Using this bare minimum as your baseline you can use an audit tool (such as Open-Audit Enterprise or Open-Audit Cloud).

To ensure BYOD equipment is ready to connect to your network, you can audit these before providing access (or go back and audit them now). This way you can quickly see what you are dealing with and which computers will be more problematic than others and start to group them based on risk. Mitigate the threats understanding that these are uncharted territories, likely you will need to balance security risk with business continuity.

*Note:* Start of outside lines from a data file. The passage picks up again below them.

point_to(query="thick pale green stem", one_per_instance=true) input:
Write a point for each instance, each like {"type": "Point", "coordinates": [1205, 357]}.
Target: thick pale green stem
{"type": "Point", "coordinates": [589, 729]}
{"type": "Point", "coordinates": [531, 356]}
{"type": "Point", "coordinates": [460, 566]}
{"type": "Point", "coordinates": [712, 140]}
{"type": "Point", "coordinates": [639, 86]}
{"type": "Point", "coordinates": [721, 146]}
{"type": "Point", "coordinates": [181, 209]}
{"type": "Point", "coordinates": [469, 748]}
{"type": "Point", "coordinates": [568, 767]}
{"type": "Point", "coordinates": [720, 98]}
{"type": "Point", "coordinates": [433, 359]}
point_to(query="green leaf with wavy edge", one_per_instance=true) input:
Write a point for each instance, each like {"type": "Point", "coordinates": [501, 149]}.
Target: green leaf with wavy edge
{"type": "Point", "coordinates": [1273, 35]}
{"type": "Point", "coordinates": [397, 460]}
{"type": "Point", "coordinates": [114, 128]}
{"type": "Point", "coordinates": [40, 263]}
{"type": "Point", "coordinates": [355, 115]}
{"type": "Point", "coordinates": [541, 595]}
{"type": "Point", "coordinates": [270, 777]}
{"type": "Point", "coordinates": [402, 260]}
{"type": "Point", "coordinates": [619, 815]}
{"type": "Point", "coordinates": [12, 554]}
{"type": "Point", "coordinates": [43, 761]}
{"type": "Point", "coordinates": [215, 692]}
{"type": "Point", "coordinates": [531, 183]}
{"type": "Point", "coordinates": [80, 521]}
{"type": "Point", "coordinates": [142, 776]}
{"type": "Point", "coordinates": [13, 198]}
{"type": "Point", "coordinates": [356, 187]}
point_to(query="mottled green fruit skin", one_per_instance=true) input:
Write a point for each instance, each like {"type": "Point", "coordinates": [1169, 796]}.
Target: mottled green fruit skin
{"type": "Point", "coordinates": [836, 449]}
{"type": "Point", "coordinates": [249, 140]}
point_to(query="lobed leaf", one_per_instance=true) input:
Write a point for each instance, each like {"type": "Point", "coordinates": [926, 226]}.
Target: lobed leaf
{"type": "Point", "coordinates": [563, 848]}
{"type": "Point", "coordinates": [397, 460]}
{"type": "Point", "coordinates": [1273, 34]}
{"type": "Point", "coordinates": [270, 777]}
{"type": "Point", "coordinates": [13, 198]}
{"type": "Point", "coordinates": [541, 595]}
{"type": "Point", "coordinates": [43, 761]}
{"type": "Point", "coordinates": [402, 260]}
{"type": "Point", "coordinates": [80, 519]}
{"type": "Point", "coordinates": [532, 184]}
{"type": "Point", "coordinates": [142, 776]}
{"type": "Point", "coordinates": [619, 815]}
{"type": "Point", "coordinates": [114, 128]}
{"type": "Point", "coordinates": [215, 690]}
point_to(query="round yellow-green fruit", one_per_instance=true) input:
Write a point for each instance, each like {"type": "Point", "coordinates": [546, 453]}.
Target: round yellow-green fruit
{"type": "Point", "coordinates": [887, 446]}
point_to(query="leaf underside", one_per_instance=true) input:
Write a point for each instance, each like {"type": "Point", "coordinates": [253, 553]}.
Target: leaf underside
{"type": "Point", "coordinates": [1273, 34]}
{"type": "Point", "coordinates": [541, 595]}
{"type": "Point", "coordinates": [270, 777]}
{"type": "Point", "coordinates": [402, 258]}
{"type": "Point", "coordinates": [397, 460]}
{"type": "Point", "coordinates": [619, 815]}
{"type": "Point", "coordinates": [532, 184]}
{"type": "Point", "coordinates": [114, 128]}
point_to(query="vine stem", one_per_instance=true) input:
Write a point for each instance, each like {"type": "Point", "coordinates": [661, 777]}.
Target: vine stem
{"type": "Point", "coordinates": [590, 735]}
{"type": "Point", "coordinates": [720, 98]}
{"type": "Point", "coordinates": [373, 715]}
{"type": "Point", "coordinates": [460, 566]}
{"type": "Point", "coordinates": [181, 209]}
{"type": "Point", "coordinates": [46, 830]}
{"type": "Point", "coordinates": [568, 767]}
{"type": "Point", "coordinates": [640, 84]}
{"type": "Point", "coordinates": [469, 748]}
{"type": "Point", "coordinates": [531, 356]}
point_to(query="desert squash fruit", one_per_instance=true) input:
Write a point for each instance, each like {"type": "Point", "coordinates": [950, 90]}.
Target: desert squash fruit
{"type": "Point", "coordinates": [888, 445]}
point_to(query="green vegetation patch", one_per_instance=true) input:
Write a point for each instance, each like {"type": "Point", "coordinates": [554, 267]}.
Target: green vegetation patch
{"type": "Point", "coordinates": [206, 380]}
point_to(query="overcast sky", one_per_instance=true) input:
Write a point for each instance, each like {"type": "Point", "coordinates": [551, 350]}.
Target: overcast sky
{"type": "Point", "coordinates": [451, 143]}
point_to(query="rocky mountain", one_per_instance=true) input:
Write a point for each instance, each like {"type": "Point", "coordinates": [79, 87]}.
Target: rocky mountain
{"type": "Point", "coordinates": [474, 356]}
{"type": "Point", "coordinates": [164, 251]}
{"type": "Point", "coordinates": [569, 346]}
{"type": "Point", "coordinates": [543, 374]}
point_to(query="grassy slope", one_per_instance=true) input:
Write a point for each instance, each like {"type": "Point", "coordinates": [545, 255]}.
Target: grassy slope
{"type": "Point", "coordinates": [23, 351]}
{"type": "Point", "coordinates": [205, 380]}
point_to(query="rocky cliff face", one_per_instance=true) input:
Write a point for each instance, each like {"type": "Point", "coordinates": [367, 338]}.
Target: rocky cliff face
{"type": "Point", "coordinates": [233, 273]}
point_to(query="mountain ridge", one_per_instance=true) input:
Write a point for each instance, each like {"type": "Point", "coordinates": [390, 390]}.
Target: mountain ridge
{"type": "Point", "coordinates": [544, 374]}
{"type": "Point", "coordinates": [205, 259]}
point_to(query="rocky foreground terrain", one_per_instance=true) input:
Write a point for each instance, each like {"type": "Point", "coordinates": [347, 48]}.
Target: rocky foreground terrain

It is likely that some computers may require anti-virus to be installed to meet your minimum requirement. You can plan this as batch work. You may also decide to add in other O/S updates or applications at the same time to get you past the baseline, or delay for the next phase. Ideally you try to get as close to your SOE as you can given the circumstances.

3. Next steps

There will be many decisions that you will need to make as you enter uncharted territory.

Knowing your risk from the audit results will enable you and the team to make data-based decisions about what you will and won’t allow on the network for a longer-term. In the short term it allows you manage the risk down and advise the business accordingly.